Continúa amenazando la desinformación, la mediocridad y el cansancio por la política tradicional. De allí la necesidad de un modelo de pensamiento crítico, que no solo sepa leer las líneas y las entrelíneas, sino que ponga en cuarentena todo tipo de información que se consuma para descubrir lo que está detrás de las líneas en cada frase, artículo, texto o discurso, venga de donde venga.
El régimen de la información con algoritmos, metadatos, robots y programaciones humanas digitalizaron la razón. Se vienen definiendo procesos políticos, económicos y sociales por el mediocre triunfo de la “showcracia” entendida como el régimen de la diversión y el espectáculo, y en el peor de los casos por la excitación provocada por las noticias falsas y la desinformación.

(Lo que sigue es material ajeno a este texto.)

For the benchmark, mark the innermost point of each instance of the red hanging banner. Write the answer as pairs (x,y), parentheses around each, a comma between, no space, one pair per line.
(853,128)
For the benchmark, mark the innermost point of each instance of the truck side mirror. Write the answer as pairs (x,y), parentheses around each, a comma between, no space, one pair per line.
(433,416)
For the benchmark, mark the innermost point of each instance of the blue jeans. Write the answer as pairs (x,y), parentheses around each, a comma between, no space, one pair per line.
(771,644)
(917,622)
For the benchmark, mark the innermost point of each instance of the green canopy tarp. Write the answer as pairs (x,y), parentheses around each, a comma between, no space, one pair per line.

Entre eucaristías y pecados digitales los me gusta son el amén y las reproducciones la persignación que se repite sin descanso en la ira de Twitter, la soberbia de LinkedIn o el narcisismo de Instagram. Sin embargo, desde otra orilla, las redes sociales también activaron a la ciudadanía para que su incidencia tenga efectos a nivel global y local, más allá de cualquier agenda nacional.
Nos acostumbraron a la crítica, nos ocultaron la autocrítica y nos da miedo la incertidumbre.
La entrada del siglo veintiuno evidenció el tropiezo de los modelos tradicionales con los nuevos paradigmas. La tecnología y las nuevas tendencias de la acción colectiva lo modificaron todo en el mundo. El choque social se dio entre los viejos principios y el principio de realidad.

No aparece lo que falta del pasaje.